Le 3 mai 2025, Brice Clotaire Oligui Nguema a été investi Président de la République gabonaise, mettant fin à près de deux ans de transition politique. Le lendemain de cette investiture, Raymond Ndong Sima, Premier ministre de la transition, a remis sa démission, saluant le passage à une nouvelle ère politique. Ce départ marque également la disparition de la fonction de Premier ministre, désormais supprimée par la nouvelle Constitution.





Avec l’adoption d’un nouveau texte fondant la Ve République, le Gabon entre dans une phase institutionnelle inédite. Le chef de l’État concentre désormais l’ensemble du pouvoir exécutif. En remplacement du poste de Premier ministre, la nouvelle architecture gouvernementale introduit une fonction de Vice-président du gouvernement, appelée à jouer un rôle stratégique à l’approche des réformes électorales et partisanes. Une concertation nationale est prévue le 7 mai pour débattre de ces questions, en amont des législatives attendues entre septembre et octobre.



Issu du coup d’État d’août 2023 qui a mis fin au règne d’Ali Bongo, Oligui Nguema a été élu Président le 12 avril dernier avec 94,85 % des voix. Bien que validée sans recours par la Cour constitutionnelle, cette victoire massive interroge sur la transparence de l’élection. Son principal adversaire, Alain-Claude Bilie-By-Nze, n’a récolté que 3,11 %, et les autres candidats ont eu des scores marginaux. En dépit des réserves exprimées discrètement par l’opposition, aucune contestation formelle n’a été déposée, offrant au président élu une légitimité officielle, mais sur fond de prudente réserve.

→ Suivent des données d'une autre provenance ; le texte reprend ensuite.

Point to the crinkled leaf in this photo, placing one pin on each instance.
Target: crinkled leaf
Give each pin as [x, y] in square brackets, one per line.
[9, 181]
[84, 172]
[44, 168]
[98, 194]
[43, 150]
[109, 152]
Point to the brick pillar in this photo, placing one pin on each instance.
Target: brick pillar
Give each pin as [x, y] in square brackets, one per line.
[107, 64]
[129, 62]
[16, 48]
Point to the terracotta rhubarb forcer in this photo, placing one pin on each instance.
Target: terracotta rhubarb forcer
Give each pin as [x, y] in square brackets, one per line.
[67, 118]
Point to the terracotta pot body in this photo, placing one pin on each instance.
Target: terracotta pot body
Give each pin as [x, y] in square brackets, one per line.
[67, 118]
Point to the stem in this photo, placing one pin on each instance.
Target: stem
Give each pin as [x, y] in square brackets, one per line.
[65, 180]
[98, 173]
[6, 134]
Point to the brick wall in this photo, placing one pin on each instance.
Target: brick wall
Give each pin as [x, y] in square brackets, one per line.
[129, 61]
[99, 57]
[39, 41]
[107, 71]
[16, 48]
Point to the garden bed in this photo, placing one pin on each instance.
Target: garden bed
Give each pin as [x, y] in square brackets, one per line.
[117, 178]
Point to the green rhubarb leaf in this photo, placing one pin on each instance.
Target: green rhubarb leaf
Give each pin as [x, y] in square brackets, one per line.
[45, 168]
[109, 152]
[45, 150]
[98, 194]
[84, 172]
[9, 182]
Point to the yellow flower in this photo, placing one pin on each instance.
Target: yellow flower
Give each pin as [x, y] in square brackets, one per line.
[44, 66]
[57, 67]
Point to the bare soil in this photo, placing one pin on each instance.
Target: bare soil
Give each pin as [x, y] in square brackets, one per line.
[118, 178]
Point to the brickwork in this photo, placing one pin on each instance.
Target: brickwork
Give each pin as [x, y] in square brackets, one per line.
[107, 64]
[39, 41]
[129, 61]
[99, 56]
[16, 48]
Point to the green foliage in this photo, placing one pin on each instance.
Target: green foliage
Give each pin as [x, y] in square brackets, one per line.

La cérémonie d’investiture, organisée au stade d’Angondjé à Libreville, a rassemblé environ 40 000 personnes et accueilli seize chefs d’État africains. Dans son discours, Oligui Nguema a promis une gouvernance tournée vers la transparence, le développement économique, et la justice sociale. Il s’est engagé à diversifier l’économie gabonaise, à soutenir l’emploi des jeunes, et à mettre fin à la corruption.



Malgré les apparences de stabilité, les défis qui attendent le nouveau pouvoir sont immenses. Le chômage des jeunes atteint près de 40 %, la dette publique menace d’atteindre 80 % du PIB, et l’économie reste très dépendante du pétrole. Le nouveau président devra faire preuve d’une grande efficacité pour répondre aux attentes des citoyens, qu’il a lui-même qualifiées de « détresse ».

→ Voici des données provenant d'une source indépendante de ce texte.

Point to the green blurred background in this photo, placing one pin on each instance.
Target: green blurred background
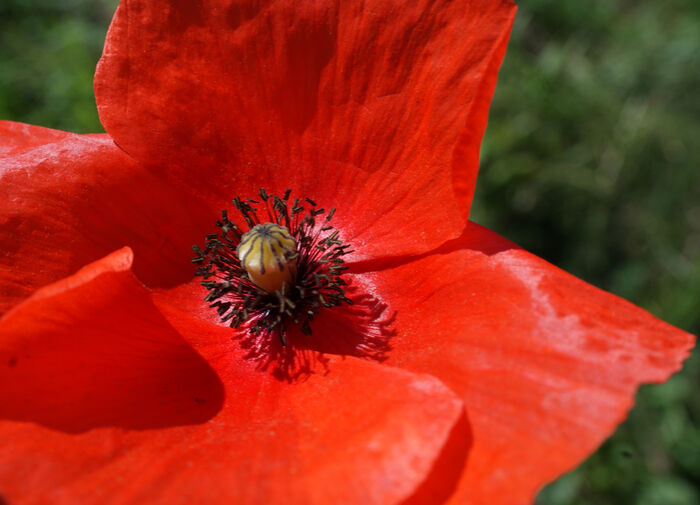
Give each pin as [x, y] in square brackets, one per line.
[590, 160]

Le soutien de la communauté régionale et internationale, notamment de l’Union africaine, de la Francophonie, et même des dirigeants comme Emmanuel Macron ou Mohammed VI, vient conforter la position d’Oligui Nguema à l’échelle diplomatique. Cependant, la mise en place d’un nouveau gouvernement, la réforme de la Cour constitutionnelle prévue pour décembre, et les législatives à venir constitueront les premiers grands tests de sa gouvernance.